- 937 Okunma
- 0 Yorum
- 0 Beğeni
Ölümün Kardeşi/ Firak
Bir bedenin ruhundan ayrışması, tüm kılcal damarlarının vahşi bir el tarafından
çekilmesi gibi, en ücra hücrelerinin çeperlerini paramparça ederek sökülmesi gibi
zordu.
Üstelik beden, annesinden ayrılmak istemeyen bir yavrunun- ki hangi yavru ayrılmak ister-
annesinin bacaklarına, eteklerine sarılması gibi yapışıyordu terk eden ruhuna.
Kimilerinin son nefesini bir kuş hafifliğinde vermesi gibi değildi bu.
"Öldük ölümden bir şeyler umarak" diyen şair misali ölüme
özlemle kavuşmayı bekleyen bir sevgiliye gitmek gibi değildi bu.
Haftalarca, günlerce her an büyük bir acıyla süren ayrışmaydı.
Canlı canlı birinin derisini yüzmesiyle eşdeğerdi.
İşte firak yaşama tutkulu birinin hayatının en görkemli bir döneminde
en çetrefilli, en ızdıraplı ve yıllar süren ölme biçimiydi.
O yaşama bütün ruhuyla ve hücreleriyle sıkı sıkıya yapışmışken,
kendini bir anda hayatla ölüm arasındaki bir uçurumun kenarında
korumasız yakalanmış buluvermişti.
Acımasız bir caninin merhametinden yoksun ve umutsuz bir haldeyken
ufacık bir kurtuluş yolu arayan gözleri yalvarışlarla bakıyordu celladının
boğazındaki ellerine.
Celladı öldürmenin en uzun ve zevkli yolunu tercih ettiğinden umutla umutsuzluk
arasındaki gel-gitler bitimsiz bir cehennem ateşinde yakıyordu tüm benliğini.
Yaşamak için, celladının ellerinden kurtulmasını sağlayacak bildiği her yolu
denemekten kaçınmıyordu.

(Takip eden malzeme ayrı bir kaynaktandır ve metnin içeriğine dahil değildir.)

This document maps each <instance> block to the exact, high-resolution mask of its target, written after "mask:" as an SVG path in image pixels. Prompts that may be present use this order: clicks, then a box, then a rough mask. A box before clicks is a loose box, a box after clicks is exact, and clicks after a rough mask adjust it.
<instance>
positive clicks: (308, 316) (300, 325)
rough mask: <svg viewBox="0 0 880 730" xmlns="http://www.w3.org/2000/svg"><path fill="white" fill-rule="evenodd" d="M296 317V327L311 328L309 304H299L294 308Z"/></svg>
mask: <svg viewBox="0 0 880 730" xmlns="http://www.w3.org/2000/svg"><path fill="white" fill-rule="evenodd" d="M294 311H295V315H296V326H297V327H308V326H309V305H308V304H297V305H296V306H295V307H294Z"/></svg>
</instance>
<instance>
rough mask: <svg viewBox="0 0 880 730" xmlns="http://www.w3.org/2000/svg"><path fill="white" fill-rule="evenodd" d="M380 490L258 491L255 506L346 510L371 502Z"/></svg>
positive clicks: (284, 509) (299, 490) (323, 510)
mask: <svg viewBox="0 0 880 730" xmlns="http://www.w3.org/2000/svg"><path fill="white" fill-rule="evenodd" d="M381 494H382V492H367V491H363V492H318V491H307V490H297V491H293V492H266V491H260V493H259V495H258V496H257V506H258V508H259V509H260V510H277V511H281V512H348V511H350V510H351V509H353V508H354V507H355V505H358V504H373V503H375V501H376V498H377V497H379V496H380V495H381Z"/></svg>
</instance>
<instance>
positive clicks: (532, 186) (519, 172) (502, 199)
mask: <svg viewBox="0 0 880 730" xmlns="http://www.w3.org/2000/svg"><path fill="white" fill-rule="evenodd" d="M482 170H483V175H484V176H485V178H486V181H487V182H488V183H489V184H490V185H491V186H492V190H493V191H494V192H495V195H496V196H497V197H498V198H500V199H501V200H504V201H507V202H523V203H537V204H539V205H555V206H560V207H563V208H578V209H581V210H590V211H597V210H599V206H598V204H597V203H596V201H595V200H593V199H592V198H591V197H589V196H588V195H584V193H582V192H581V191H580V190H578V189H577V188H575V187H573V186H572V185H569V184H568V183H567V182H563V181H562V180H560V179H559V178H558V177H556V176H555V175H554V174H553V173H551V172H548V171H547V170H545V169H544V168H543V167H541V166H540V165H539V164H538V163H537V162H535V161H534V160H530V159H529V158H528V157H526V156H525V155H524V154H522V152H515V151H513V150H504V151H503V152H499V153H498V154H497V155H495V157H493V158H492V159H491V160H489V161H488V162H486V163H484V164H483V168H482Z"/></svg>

Ama işe yaramadığı gibi canisinin hırsını daha
da kabartıyor, canını daha çok yakmasına neden oluyordu bilmeksizin.
Böyle durumlarda ne yapması gerektiğini bilemezdi ki;
zeka ve hile işe yaramıyordu her aldığın nefesin son olabileceğini düşünürken.
Panik içerisinde, güdüleri ne emrederse ölçüp tartmadan uygulama çabasındaydı.
Onunla mücadele ederek sadece ölümünü ertelediğinin bilincinde olsa da aldığı her
nefesi kâr sayıyordu, oysa bir kez ölecekti teslimiyeti kabul etseydi, her an ölmek
onu caydırmıyordu yine de son nefese dek direnmekten...
İşte sevmek böyle bir şeydi. Firak da bir ölme biçimi.
İki sevgilinin ruhu birbirine öyle karışır/ kaynaşır ki,
ayrılması/ ayrışması sevmekten daha uzun sürer.
Ayşe Eren
19 Mart 2009
--------------------
ateşe düşen kelebek
YORUMLAR
Henüz yorum yapılmamış.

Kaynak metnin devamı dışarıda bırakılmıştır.